Comme par magie, les résultats du second tour des élections législatives, confirme par le taux de participation au scrutin, avoisinant les 11 %, le désaveu massif de toute la classe et les politiques qui ont dominé la scène pendant 12 ans. Ce n’est pas seulement le désaveu du nouveau système politique imposé par KS, celui qui ressemble de plus en plus à une caricature de démocratie, c’est surtout le rejet total du processus post-révolution, Acte 1 sous le règne des islamistes et Acte 2 sous le règne absolu de Kaïs Saïed. « Cette pseudo transition » qui a détruit l’Etat, mené le pays au bord de la faillite économique totale et fait éclater brutalement la société tunisienne en cours de transformation.
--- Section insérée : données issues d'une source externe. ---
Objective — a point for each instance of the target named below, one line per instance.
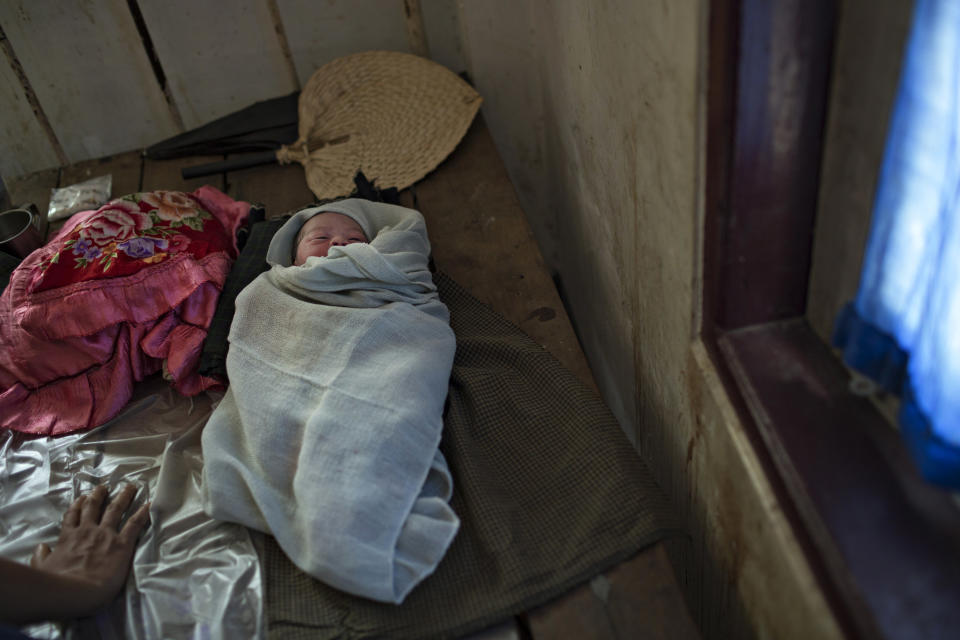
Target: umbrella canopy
(265, 125)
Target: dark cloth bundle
(548, 489)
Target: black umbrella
(262, 127)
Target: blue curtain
(903, 329)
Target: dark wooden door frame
(884, 546)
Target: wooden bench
(481, 238)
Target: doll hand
(92, 557)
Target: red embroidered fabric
(119, 293)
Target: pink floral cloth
(116, 295)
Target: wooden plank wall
(86, 80)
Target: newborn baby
(323, 231)
(340, 461)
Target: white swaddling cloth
(328, 435)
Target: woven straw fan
(395, 116)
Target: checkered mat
(549, 491)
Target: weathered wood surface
(91, 75)
(210, 57)
(639, 598)
(33, 188)
(25, 143)
(165, 174)
(280, 188)
(318, 33)
(481, 238)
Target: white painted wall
(88, 67)
(596, 109)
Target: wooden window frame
(884, 545)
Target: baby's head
(325, 230)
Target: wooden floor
(481, 238)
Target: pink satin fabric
(69, 357)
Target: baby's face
(326, 230)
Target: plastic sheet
(192, 577)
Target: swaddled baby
(327, 438)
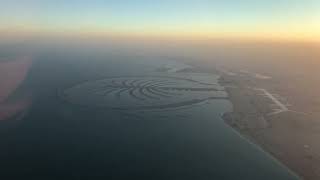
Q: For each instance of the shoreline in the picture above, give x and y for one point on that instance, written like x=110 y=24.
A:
x=277 y=134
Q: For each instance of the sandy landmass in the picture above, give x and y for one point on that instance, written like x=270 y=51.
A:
x=291 y=136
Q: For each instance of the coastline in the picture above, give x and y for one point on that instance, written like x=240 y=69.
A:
x=278 y=135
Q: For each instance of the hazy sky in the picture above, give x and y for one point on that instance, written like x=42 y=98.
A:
x=297 y=19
Ce désaveu électoral est donc une forme passive mais résolue de résistance au coup d’Etat permanent opérée depuis le 14 Janvier 2011.
Le vrai peuple est composé de citoyens qui exercent leur citoyenneté à travers la participation à tous les scrutins dont l’issue, décide des choix politiques et économiques et même sociétaux qui doivent diriger le pays. Ceci évidemment dans une vraie démocratie. Dans une fausse démocratie comme la nôtre, un seul homme, ou un petit groupe d’hommes et de femmes décident pour un peuple qui n’existe que dans leur imagination.
Le vrai peuple contre les faux prophètes
Les différents mandats électoraux donnés par les citoyens à des partis politiques ou à des personnalités pendant la dernière décennie ne les autorisaient pas à faire ce qu’ils ont fait et appliqué comme politiques. Politiques qui ont mené le pays à la situation actuelle. Ils avaient tous trahis leurs électeurs.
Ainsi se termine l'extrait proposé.